The change comes after the original method had the effect of sharply distorting the RPI, a longstanding measure to which a range of public sector pay contracts and benefits and the state pension are tied. It will not affect historical data.
At the point of most extreme discrepancy last April, the old measure of the RPI was showing an annual rate of 1.2 per cent deflation but had the new wider measure of mortgage costs been used, the RPI would have shown annual inflation of 0.2 per cent.
The period of retail price deflation that emerged last year would have appeared much shorter and shallower had the RPI been measured using the new methodology.
Instead of eight months of falling retail prices stretching from March 2009 to October with a peak deflation rate of 1.6 per cent, the RPI would have fallen for just four months and only reached a rate of 0.5 per cent deflation.
The changes to the way retail prices are calculated will bring the measure closer into line with the consumer price index, the main measure of inflation upon which the Bank of England bases its 2 per cent inflation target.
The main difference between the RPI and CPI is that the RPI includes mortgage interest costs, council tax and some other housing costs.

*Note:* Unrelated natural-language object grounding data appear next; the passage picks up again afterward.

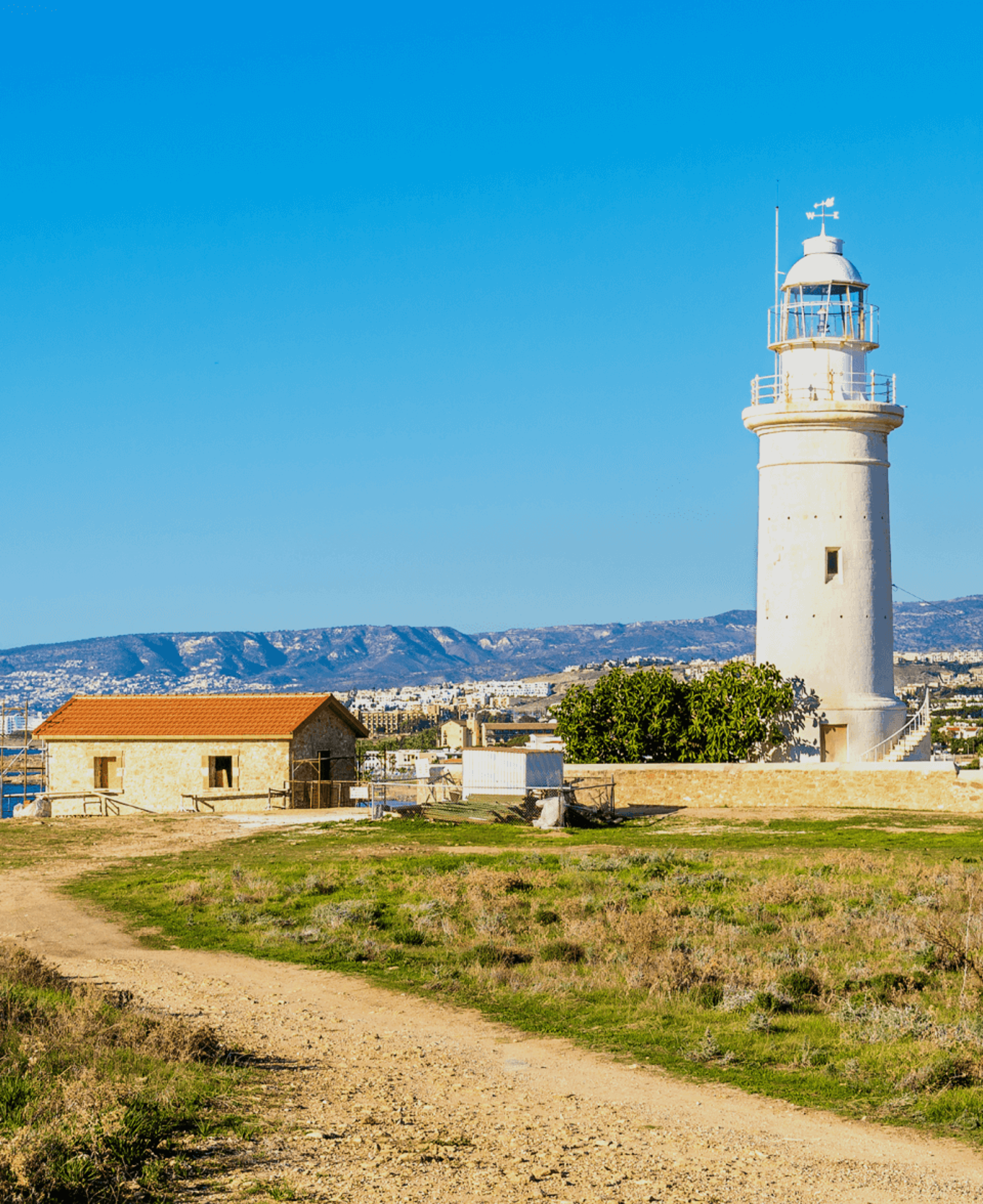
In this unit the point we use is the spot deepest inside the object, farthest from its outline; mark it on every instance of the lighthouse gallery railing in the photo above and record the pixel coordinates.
(839, 318)
(837, 387)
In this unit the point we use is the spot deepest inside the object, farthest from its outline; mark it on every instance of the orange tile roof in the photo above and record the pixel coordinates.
(188, 717)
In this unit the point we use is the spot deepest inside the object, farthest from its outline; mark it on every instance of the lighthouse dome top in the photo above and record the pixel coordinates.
(823, 263)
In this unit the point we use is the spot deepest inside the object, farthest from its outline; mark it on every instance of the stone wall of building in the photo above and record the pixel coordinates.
(929, 787)
(326, 733)
(155, 775)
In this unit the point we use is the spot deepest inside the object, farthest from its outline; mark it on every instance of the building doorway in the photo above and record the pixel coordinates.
(835, 746)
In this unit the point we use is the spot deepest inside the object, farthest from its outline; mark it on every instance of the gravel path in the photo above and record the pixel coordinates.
(378, 1096)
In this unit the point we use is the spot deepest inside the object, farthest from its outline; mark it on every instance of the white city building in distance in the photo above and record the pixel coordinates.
(825, 577)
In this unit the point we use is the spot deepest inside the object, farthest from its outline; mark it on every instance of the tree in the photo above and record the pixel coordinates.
(738, 713)
(626, 717)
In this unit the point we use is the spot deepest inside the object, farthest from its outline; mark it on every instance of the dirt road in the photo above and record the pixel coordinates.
(379, 1096)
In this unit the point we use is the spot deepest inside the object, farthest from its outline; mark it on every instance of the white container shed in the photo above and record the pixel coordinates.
(510, 771)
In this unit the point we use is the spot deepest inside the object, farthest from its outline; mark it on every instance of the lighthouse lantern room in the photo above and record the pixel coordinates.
(825, 579)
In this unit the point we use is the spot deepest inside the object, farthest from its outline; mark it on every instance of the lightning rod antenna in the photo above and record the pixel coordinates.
(776, 278)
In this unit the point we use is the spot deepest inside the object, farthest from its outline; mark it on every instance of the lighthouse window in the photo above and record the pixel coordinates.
(833, 563)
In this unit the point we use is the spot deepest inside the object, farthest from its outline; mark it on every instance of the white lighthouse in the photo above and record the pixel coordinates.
(825, 577)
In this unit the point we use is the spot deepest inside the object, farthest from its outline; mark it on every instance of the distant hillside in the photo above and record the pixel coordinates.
(926, 627)
(350, 658)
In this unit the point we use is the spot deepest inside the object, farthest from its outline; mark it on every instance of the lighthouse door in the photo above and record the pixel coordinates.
(834, 738)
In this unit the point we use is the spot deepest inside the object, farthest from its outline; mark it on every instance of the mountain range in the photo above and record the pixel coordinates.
(362, 657)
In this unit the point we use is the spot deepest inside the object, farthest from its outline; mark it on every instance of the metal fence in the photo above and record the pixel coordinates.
(585, 805)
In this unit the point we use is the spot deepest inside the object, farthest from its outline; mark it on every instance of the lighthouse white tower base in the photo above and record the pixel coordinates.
(825, 578)
(823, 505)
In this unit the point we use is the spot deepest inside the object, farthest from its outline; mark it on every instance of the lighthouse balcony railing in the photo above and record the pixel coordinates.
(809, 321)
(834, 388)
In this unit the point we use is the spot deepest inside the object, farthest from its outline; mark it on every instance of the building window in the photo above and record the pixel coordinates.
(220, 772)
(104, 772)
(833, 564)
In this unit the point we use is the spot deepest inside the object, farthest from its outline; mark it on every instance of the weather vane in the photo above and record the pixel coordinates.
(822, 206)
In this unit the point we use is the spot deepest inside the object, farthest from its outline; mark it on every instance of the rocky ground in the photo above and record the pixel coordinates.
(369, 1095)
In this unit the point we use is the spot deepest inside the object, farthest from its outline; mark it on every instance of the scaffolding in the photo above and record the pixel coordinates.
(23, 769)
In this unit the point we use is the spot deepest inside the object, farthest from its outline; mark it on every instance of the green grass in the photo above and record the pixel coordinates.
(820, 961)
(97, 1097)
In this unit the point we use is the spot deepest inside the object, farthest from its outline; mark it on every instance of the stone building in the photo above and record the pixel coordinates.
(211, 753)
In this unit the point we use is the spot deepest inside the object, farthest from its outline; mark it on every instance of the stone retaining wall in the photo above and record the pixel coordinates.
(926, 786)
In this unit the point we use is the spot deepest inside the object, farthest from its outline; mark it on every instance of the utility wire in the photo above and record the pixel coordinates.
(933, 605)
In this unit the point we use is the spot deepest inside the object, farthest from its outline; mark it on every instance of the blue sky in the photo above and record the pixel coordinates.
(321, 315)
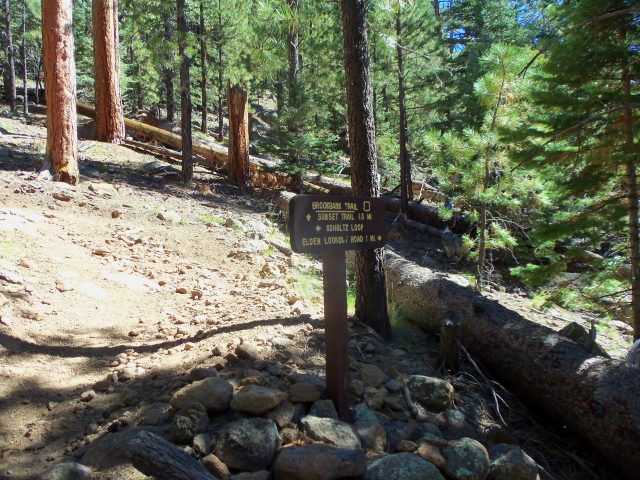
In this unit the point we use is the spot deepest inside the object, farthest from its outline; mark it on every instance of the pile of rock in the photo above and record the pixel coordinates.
(280, 426)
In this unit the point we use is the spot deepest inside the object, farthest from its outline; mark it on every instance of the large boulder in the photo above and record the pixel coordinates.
(467, 459)
(257, 400)
(214, 393)
(510, 462)
(402, 466)
(249, 444)
(330, 431)
(319, 462)
(372, 376)
(372, 435)
(68, 471)
(433, 393)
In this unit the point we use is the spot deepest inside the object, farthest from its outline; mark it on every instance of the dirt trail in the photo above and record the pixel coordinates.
(113, 292)
(85, 294)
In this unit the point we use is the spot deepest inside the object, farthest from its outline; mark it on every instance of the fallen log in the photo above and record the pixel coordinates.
(596, 398)
(160, 459)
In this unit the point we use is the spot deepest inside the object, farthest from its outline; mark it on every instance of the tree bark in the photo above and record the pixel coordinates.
(24, 58)
(632, 197)
(60, 91)
(156, 457)
(406, 184)
(293, 40)
(594, 397)
(10, 74)
(238, 134)
(109, 114)
(168, 73)
(203, 68)
(371, 300)
(185, 94)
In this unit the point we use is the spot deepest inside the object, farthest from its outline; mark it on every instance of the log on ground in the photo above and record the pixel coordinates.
(596, 398)
(160, 459)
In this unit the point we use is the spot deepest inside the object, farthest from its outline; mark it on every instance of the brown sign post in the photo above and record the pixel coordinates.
(331, 225)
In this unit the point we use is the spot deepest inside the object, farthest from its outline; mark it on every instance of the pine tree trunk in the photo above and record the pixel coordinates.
(203, 68)
(60, 91)
(406, 184)
(482, 230)
(38, 83)
(25, 93)
(185, 94)
(220, 74)
(632, 198)
(10, 74)
(168, 86)
(238, 134)
(371, 300)
(294, 58)
(168, 76)
(109, 115)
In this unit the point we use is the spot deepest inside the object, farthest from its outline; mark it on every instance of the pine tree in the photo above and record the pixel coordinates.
(60, 89)
(584, 139)
(371, 300)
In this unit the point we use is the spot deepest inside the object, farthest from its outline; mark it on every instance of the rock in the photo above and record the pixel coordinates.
(466, 459)
(249, 444)
(286, 414)
(324, 409)
(256, 399)
(214, 393)
(68, 471)
(247, 351)
(188, 422)
(291, 435)
(319, 462)
(304, 392)
(510, 462)
(372, 376)
(261, 475)
(87, 396)
(392, 385)
(362, 413)
(308, 378)
(433, 455)
(156, 415)
(200, 373)
(374, 397)
(63, 197)
(406, 446)
(330, 431)
(433, 435)
(433, 393)
(216, 467)
(402, 466)
(372, 435)
(202, 444)
(357, 387)
(398, 431)
(172, 217)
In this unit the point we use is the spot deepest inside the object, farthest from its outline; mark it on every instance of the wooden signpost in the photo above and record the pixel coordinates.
(331, 225)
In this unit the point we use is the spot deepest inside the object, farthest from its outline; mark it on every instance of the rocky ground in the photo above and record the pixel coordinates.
(132, 306)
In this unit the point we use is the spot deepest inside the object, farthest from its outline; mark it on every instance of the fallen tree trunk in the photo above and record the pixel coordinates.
(160, 459)
(596, 398)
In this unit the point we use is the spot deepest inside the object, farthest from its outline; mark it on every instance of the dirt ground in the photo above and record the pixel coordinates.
(134, 273)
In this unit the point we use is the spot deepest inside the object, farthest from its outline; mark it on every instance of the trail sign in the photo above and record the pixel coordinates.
(319, 223)
(330, 225)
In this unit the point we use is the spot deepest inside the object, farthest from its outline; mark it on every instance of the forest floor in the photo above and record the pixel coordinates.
(134, 273)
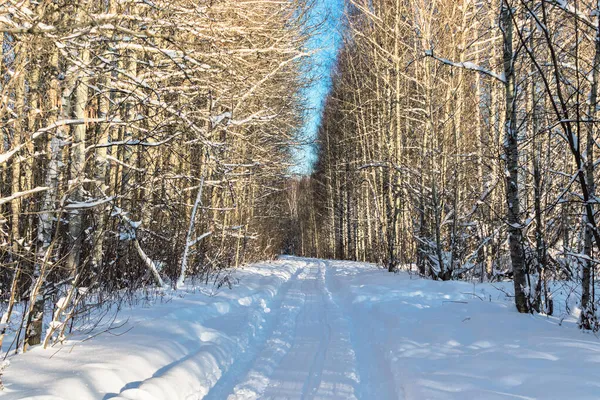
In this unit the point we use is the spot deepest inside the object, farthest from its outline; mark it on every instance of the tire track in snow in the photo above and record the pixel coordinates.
(200, 369)
(261, 358)
(376, 380)
(318, 362)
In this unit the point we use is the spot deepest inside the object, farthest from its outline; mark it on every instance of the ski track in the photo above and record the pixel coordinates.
(308, 354)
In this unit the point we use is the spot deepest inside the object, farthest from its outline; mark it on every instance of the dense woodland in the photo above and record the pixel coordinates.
(142, 142)
(460, 139)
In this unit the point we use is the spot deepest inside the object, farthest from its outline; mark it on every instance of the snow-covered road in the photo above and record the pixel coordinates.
(315, 329)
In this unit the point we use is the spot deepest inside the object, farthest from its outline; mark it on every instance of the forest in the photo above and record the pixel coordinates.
(460, 138)
(146, 143)
(142, 142)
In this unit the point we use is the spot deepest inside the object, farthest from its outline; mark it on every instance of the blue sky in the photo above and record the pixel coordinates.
(327, 42)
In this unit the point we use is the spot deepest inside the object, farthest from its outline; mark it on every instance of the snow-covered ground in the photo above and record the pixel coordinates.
(315, 329)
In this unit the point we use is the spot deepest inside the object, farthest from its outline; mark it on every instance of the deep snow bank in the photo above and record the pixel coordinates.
(174, 350)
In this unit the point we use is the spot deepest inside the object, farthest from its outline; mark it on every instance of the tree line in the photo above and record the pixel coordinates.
(142, 142)
(459, 139)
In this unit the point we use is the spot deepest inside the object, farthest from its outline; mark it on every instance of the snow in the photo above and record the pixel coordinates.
(303, 328)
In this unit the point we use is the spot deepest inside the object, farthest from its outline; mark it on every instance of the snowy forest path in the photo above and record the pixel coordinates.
(308, 354)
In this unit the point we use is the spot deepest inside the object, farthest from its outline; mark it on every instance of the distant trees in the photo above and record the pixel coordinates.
(459, 137)
(141, 141)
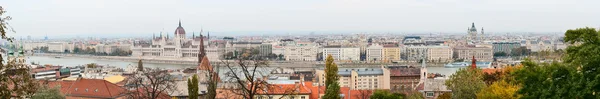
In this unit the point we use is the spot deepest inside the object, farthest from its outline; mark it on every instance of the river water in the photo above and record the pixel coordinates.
(76, 61)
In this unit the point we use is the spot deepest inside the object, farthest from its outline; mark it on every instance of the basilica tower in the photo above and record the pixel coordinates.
(472, 33)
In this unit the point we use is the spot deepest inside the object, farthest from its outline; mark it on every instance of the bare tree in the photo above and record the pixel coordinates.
(363, 94)
(150, 83)
(245, 72)
(15, 77)
(246, 75)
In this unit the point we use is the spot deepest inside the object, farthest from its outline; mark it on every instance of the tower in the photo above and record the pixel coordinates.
(482, 35)
(201, 51)
(472, 32)
(423, 68)
(473, 63)
(21, 55)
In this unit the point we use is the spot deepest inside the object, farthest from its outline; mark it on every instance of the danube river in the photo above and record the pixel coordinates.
(76, 61)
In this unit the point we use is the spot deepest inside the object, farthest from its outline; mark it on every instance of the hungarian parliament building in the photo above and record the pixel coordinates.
(176, 47)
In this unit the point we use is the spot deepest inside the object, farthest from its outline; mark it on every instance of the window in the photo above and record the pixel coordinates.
(429, 94)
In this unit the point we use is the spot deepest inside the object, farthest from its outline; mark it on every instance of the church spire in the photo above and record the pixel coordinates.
(473, 63)
(179, 22)
(201, 52)
(481, 30)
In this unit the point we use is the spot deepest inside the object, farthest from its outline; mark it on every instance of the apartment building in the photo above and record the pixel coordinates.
(391, 52)
(375, 52)
(480, 53)
(505, 47)
(300, 52)
(342, 53)
(432, 53)
(439, 53)
(404, 78)
(359, 78)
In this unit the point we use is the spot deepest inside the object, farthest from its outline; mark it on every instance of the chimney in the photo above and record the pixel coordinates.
(473, 63)
(301, 78)
(265, 78)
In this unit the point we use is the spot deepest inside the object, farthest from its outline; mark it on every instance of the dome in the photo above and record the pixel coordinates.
(179, 30)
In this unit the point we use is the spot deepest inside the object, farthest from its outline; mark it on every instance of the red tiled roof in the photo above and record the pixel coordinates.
(45, 68)
(277, 89)
(354, 94)
(95, 88)
(490, 70)
(143, 92)
(205, 65)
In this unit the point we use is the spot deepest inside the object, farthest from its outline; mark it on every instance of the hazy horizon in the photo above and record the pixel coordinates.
(72, 18)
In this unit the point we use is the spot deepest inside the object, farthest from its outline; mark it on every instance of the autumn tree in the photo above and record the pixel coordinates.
(363, 94)
(245, 73)
(446, 95)
(465, 83)
(499, 90)
(46, 92)
(584, 55)
(385, 94)
(331, 79)
(150, 83)
(577, 77)
(415, 95)
(140, 66)
(15, 77)
(193, 87)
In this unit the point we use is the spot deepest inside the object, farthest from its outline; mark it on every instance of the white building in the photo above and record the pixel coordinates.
(32, 45)
(171, 47)
(342, 53)
(301, 52)
(439, 53)
(57, 47)
(359, 78)
(277, 50)
(480, 53)
(432, 53)
(374, 52)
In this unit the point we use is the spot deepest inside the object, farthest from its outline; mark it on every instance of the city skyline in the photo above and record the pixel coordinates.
(137, 18)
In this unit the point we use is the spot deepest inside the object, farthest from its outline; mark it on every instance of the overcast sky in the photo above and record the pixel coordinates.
(255, 17)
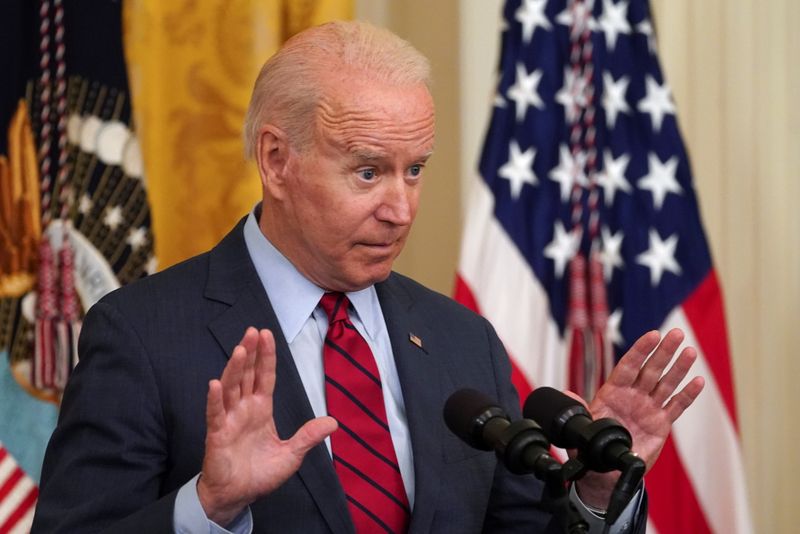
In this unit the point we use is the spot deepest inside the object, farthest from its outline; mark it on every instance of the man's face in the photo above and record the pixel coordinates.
(350, 197)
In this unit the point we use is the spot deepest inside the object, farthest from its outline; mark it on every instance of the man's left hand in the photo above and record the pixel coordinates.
(643, 398)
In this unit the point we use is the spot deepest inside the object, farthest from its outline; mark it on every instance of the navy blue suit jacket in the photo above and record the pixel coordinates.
(132, 425)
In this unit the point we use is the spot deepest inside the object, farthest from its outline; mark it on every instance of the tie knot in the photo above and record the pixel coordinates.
(335, 306)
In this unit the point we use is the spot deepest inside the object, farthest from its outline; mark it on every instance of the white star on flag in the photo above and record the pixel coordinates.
(518, 170)
(531, 15)
(614, 97)
(613, 176)
(113, 217)
(569, 171)
(614, 21)
(524, 91)
(611, 256)
(657, 102)
(660, 257)
(137, 237)
(85, 204)
(660, 179)
(562, 248)
(572, 95)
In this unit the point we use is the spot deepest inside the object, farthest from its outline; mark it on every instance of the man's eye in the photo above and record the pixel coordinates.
(367, 174)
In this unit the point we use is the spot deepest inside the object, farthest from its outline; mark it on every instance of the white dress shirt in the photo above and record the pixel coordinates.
(295, 301)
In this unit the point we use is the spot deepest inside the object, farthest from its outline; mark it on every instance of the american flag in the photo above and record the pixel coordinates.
(585, 232)
(18, 495)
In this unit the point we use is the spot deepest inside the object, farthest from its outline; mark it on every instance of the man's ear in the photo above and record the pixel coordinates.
(272, 157)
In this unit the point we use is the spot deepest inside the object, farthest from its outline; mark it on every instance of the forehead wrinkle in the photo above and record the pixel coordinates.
(356, 126)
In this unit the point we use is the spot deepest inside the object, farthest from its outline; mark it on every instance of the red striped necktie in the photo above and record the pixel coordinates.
(363, 453)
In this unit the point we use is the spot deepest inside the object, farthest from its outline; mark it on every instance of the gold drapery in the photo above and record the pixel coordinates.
(192, 65)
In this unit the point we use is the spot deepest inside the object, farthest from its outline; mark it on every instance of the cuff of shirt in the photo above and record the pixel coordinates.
(596, 521)
(190, 518)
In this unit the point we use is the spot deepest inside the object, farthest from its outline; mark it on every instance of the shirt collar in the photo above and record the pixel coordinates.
(292, 295)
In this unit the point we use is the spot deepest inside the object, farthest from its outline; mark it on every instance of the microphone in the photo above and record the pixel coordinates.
(521, 445)
(603, 445)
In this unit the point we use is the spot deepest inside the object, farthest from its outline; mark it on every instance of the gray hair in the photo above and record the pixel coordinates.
(288, 88)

Although the CPI is the main measure of inflation for policymakers, and more comparable internationally, it is viewed as deficient by some because it does not take into account the costs of housing – a key variable in the recent boom and bust.
The tweaks to the way in which the RPI is calculated could make the data more useful again after a period in which it has been widely viewed as an unreliable guide to price movements.
Until now, mortgage payments had been factored into the RPI by assuming that all borrowers with mortgages on their homes paid the average standard variable rate offered by lenders – a floating-rate mortgage that homeowners can revert to when their fixed-rate loan ends.
The new way of measuring mortgage interest costs relies on data from the Bank of England that covers a weighted average of fixed, tracker, discount, and other mortgages that make up about 90 per cent of the mortgage universe and should move more gradually.
The ONS said the change was being made “because the new rate is more representative of the mortgage rates available”.